Tour de Bretagne : Jour 2

 

Jour 2 :

Départ de Saint-Cast-le-Guildo, en direction de Pléneuf-Val-André.

Distance parcourue : 32 km

Ce matin, je ne vois pas le Cap Frehel. Trop de brume au large. Je vise donc le Fort La Latte et j’aperçois un bout de continent au loin, très loin, sous la brume. Avec le vent et une houle de face, je me dis que ça ne vas pas être évident !

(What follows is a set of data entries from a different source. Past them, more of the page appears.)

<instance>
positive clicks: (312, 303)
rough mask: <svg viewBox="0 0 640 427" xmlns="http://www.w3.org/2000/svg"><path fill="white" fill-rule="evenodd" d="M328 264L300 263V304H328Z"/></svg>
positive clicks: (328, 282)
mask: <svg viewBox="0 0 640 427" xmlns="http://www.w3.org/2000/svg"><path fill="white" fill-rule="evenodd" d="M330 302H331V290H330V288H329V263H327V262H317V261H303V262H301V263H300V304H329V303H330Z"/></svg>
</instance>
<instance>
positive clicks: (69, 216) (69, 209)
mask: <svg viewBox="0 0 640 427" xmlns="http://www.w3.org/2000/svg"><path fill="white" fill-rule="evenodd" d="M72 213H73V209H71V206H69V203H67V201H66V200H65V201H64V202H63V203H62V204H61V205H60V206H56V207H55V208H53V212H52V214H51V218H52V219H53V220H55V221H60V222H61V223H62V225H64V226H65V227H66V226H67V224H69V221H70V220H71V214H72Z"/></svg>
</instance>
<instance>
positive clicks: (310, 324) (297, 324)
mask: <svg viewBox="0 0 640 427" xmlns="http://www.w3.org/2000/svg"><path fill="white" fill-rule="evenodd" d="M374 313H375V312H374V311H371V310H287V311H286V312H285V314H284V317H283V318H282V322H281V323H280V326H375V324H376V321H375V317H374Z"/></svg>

A l’instant où je dépasse le fort, j’aperçois le Cap Frehel : « ça y est, c’est gagné ! » Le Cap semble beaucoup plus près que prévu; alors j’explose de rire et de joie.

Je passe mes premières varennes, des creux d’un mètre très rapprochés. Puis, c’est le calme plat avec vent arrière. J’approche tranquillement la pointe et prends quelques photos. J’aperçois les premiers manchots qui volent au-dessus de moi, puis des colonies d’oiseaux. C’est grandiose, un immense théâtre survolé de centaines d’oiseaux, et autant de congénères au repos. C’est chaotique mais je me marre bien ! Pas de gros stress et beaucoup de kiff.

Je passe enfin le Cap et la changement de mesure. Je passe en downwind pur, j’en ai encore jamais fait d’aussi prononcé. Je suis dans des creux d’un mètre qui me poussent à l’arrière et un vent tout aussi prononcé. Le début se passe bien puis je sens que le paddle ne répond pas correctement, ou que ma technique est mauvaise. Alors je passe à genoux. Ça ne change rien à la sentence. Une vague me retourne avec le paddle. A ce moment-là, je pense surtout à tout mon matériel qui charge et que je n’ai pas pris la peine de sangler à l’intérieur de mes coffres. C’est l’occasion de tester l’étanchéité des coffres !

 

 

Sans le haut de la combi, les malheureux degrés de l’eau bretonne me saisissent. Un stress physique s’installe, en même temps que l’amputation mentale que je viens de prendre. Au moment de remonter à bord, l’habitacle est chargé d’eau et les secondes sont longues. Je m’empresse de remonter sans tout refaire chavirer, je récupère au passage mon sachet de fruits secs, j’enlève mon leash et remonte mon caisson étanche à bord avant de reprendre ma rame. Je pousse aussi fort que je suis con !

Dans mon esprit, ça travaille. J’ai fait une erreur qui aurait pu me coûter cher si quelque chose avait lâché. Je réfléchis à m’arrêter sur la première plage pour vérifier l’intérieur des coffres, mais le détour est trop long puis le paddle ne semble pas plus lourd. Je m’arrêterai sur une île un peu plus loin au milieu de deux rochers. Je constate que les joints ont bien tenu et que je peux repartir serein. Pour finir cette journée, ça roule tranquille jusqu’à Pléneuf-Val-André.